According to Truong-Jones, the database has received a “good amount of use” from employers such as Paragary’s, Ella, de Vere’s Irish Pub and Chicago Fire. “We’re constantly getting contact from people asking us to add their business,” he said. Unlike Indeed and other employment websites that charge a fee to run listings, the All My Friends job board is free. “Places like Indeed can be expensive,” Truong-Jones says. “Some of these small businesses need as much help as they can get.”
The pair encourage restaurants to be creative in their job postings. “We see a lot of very uninspired job listings,” said Truong-Jones. “There’s a lack of personality, no demonstration of the work culture or mission statement of the business. I think that needs to change in order to recruit solid workers. We want businesses to show their true colors, because there are so many awesome ones out there.”
The duo hope to turn their database into a fully functioning job-search website, and are raising money through donations and charity dinners.

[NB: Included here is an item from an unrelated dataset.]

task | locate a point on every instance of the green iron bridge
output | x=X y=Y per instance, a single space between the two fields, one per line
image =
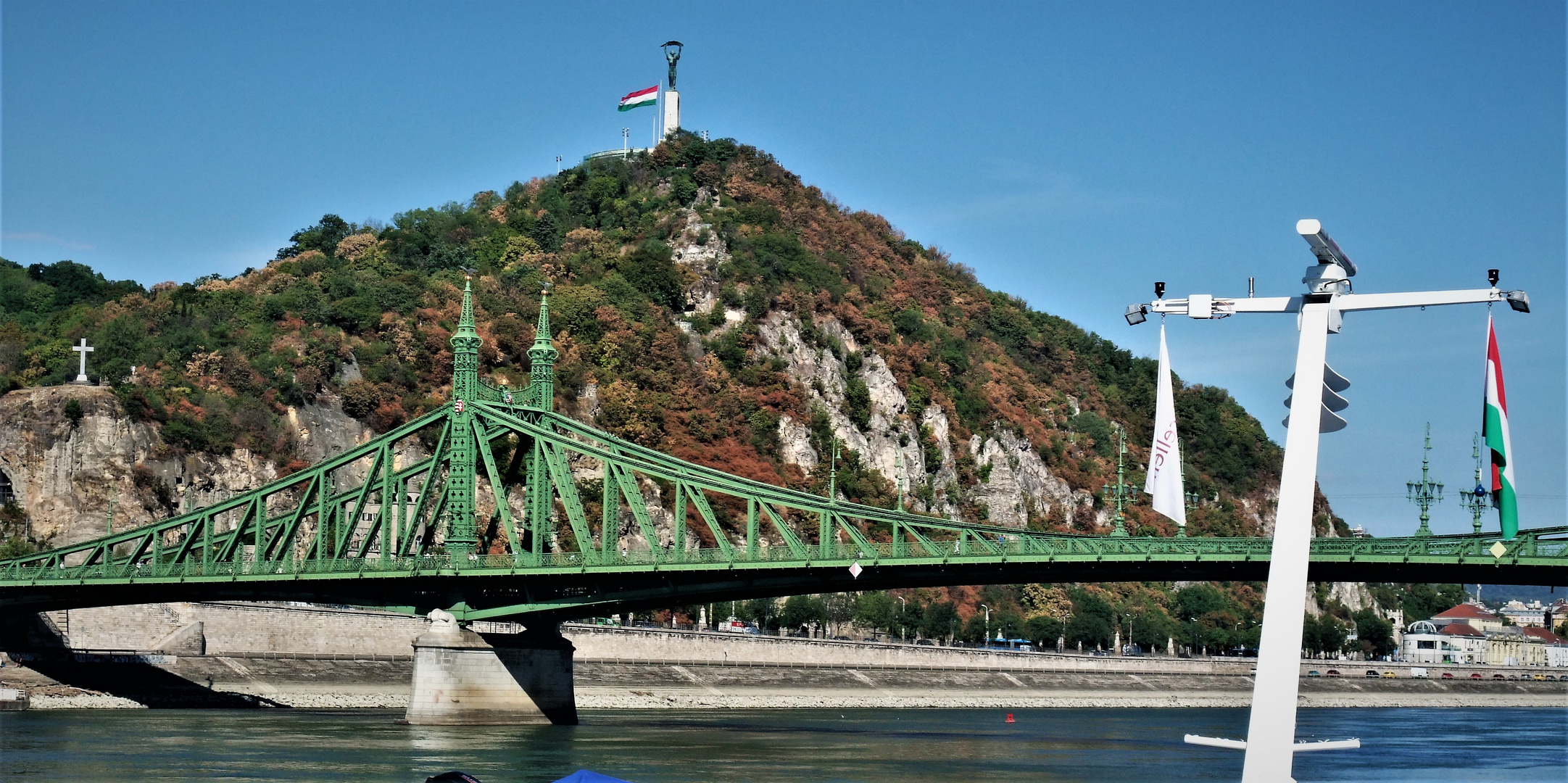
x=397 y=523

They recently held their first fundraiser, a tasting-menu dinner prepared by Billy Ngo at Kru Japanese Contemporary Cuisine, and they plan to hold more events. (The group doesn’t yet have 501(c)(3) status, but they’re working on it.)
They’ve also partnered with St. John’s Program for Real Change to connect unhoused people to jobs in the food and hospitality industry. Their first St. John’s client recently accepted a job.
The pandemic shined a spotlight on the restaurant industry and the difficulties its workers face: long hours, physically demanding labor, inconsistent wages, lack of benefits and more. Truong-Jones and Padilla eventually hope to use All My Friends Get Fed to advocate for substantive changes. “We’re in an interesting point of reset in the industry,” said Padilla. “Everything is changing. It’s an opportunity for businesses to change what the model is. It will be interesting to see what restaurants are successful.”